April 2026 Multimodal Leaderboard — Vision, Video & Audio

April 9, 2026 1 min read

Benchmark

MMMU + Video-QA + AudioBench composite

Updated: 2026-04-09

#	Model	Score
1	Gemini Ultra 2	94.8
2	Gemini 2.5 Pro	92.3
3	GPT-5	89.7
4	Claude Opus 4.6	87.2
5	GPT-4o	85.9
6	Claude Sonnet 4.6	83.4
7	Llama 4 Maverick	79.1
8	Qwen VL 72B	76.8
9	LLaVA 2.0 34B	71.2
10	Phi-4 Vision	68.5

Multimodal AI is the fastest-growing category. This leaderboard covers image understanding (MMMU), video reasoning (Video-QA), and audio processing (AudioBench) — combined into a single composite score.

Benchmark Breakdown

Benchmark	Weight	Tests
MMMU	40%	College-level multimodal questions requiring text + image reasoning
Video-QA	40%	Answering questions about video content (plot, events, objects)
AudioBench	20%	Audio transcription, emotion detection, speaker identification

Google’s Dominance

The multimodal leaderboard looks very different from the text leaderboard. Gemini Ultra 2 and 2.5 Pro hold the top two spots, with a meaningful gap over GPT-5 at #3.

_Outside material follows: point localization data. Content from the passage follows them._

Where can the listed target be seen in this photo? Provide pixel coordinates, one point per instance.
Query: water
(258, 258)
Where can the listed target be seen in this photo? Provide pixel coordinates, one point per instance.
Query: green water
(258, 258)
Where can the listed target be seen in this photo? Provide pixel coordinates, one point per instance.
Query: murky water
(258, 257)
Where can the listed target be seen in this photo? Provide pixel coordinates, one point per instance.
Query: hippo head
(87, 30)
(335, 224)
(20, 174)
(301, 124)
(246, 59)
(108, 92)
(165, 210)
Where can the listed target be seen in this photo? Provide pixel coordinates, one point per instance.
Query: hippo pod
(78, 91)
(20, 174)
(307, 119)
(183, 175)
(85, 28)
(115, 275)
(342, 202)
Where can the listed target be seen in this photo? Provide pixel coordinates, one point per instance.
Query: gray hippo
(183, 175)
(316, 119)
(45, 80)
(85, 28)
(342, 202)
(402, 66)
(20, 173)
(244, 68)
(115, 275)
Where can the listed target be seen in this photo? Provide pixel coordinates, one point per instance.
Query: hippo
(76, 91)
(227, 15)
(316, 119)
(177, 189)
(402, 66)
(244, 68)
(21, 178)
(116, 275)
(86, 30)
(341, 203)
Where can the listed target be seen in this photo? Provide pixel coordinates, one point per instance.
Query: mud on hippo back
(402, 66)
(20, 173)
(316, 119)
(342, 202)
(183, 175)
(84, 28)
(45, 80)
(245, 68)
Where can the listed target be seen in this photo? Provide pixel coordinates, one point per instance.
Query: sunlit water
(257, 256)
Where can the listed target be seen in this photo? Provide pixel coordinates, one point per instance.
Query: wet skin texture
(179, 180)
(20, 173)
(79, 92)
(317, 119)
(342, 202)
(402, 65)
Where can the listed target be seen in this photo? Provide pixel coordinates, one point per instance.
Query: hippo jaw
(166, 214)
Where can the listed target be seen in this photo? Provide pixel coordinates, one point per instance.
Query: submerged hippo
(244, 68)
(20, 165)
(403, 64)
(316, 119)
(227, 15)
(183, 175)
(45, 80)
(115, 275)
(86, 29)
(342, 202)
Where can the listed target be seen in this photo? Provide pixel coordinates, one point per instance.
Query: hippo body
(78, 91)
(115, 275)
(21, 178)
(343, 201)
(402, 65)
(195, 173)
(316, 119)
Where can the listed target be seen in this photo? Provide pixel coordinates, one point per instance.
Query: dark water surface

Google’s advantage comes from native multimodality — Gemini was designed from the ground up to process multiple modalities simultaneously, rather than having vision and audio bolted on post-training.

Image-Only Rankings (MMMU standalone)

Model	MMMU Score
Gemini Ultra 2	96.2%
GPT-5	92.8%
Gemini 2.5 Pro	91.4%
Claude Opus 4.6	88.7%
Claude Sonnet 4.6	85.3%

Video Understanding — The New Frontier

Video reasoning remains the hardest multimodal task. The best model (Gemini Ultra 2) scores 93.1% on Video-QA; the weakest in our top 10 scores 61.4%. Expect rapid progress here in 2026 as video-native training becomes standard.